Simply put, the ethics of advocating for a way of doing don’t inherently align with the capitalistic values of venture funding.

Build genuine connections — but don’t fear “automated workflows or prompts to remind members to introduce themselves.” As if anyone wants to respond to a bot these days.

Events have never been more critical. After several years of avoiding in-person events or only attending virtual events, attendees are ready for the evolution of events,” writes an event platform, simultaneously promoting the importance of a webinar strategy because who the hell willingly wants to attend a webinar in 2023?

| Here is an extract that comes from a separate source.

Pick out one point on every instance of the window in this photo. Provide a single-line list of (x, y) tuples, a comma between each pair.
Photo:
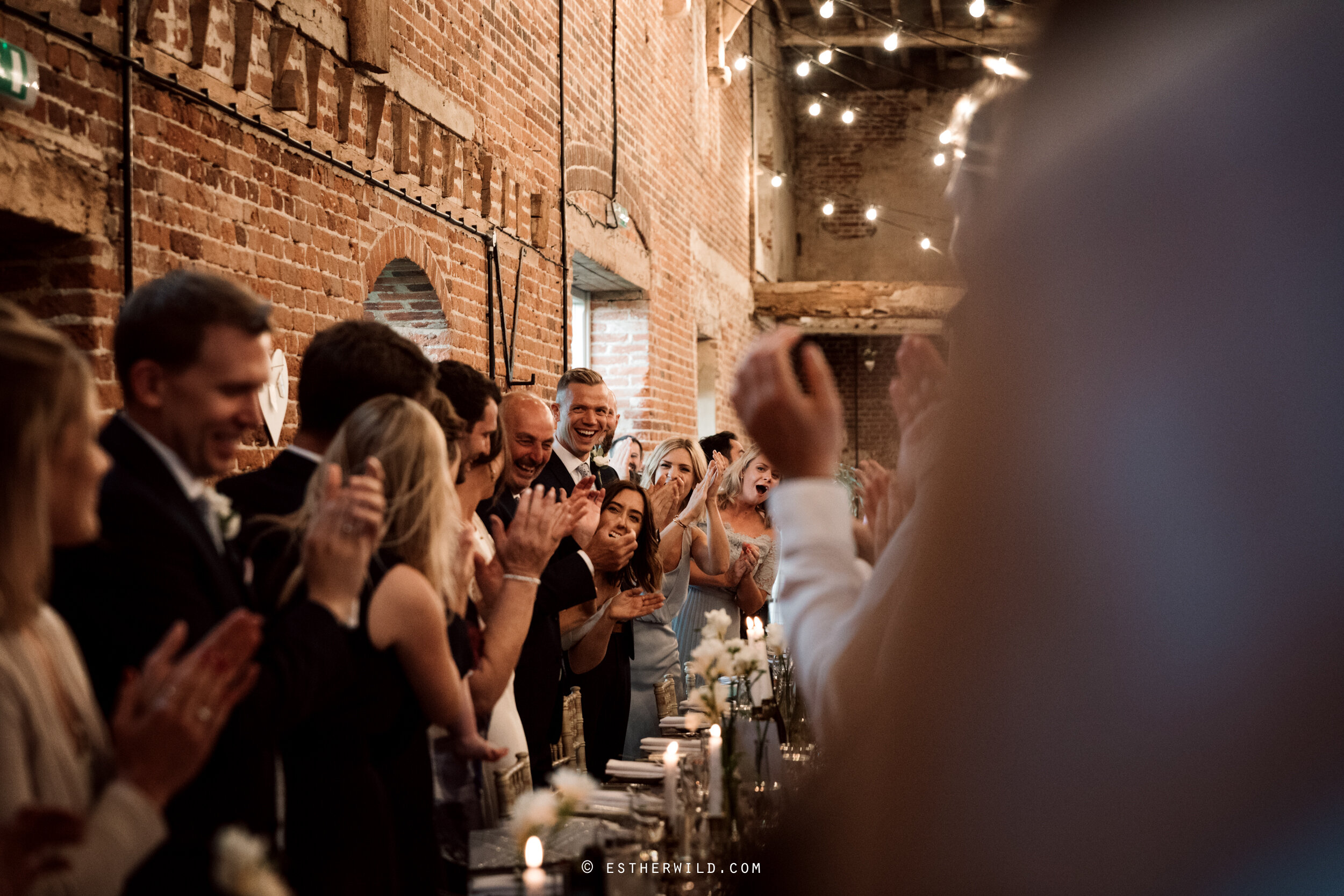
[(581, 328)]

Or how about the “only full-stack community platform” that raised $66 million to acquire businesses, pouring their hearts and souls into the projects, only neglecting them by going radio silent? What happened to the original users of the companies you acquired?  How did they survive scaling communities beyond capitalism?

Tell me more about how you understand the importance of “aligning with company stakeholders” as a top priority of several teams when you’re a company building a model and a tool to quantify the impact community has, yet don’t have a devrel team yourself. I guess all is fair in love and war; they said in their own words, “community is hard to do.”

We spent our time building up our clout (and possibly over-inflating our egos) on a would-be $1 billion unicorn early in the pandemic that had raised more than $10 million. Surprisingly, we don’t enjoy low-quality, unfiltered content with a massive moderation problem or sketchy data privacy.

How are we, as community builders, donating our time, money, energy, and effort to a professional networking group acquired by a for-profit organization that struggled with its own layoffs? What even is the power of community in business?

I could go on and on, but you get the point. As community builders, as developer relations professionals, as yet another human who has been propped up and told that they’re valued and essential in an organization — and here’s another tool that will help you prove it — how did we come to tolerate this double standard?

All of the above is written with the intention to throw no shade or pushback regarding the authors of those articles or the teams that produced them — but rather a pushback on the state of the industry and a call to action for a little more gosh darn realism.

How are we expected to be complicit to “best practices” and a high-quality community experience if the companies we set as our North Star have neglected their users, communities, and teams themselves?

Maybe the better question is: who is doing community ‘right’ then?


This is part two of a four-part series.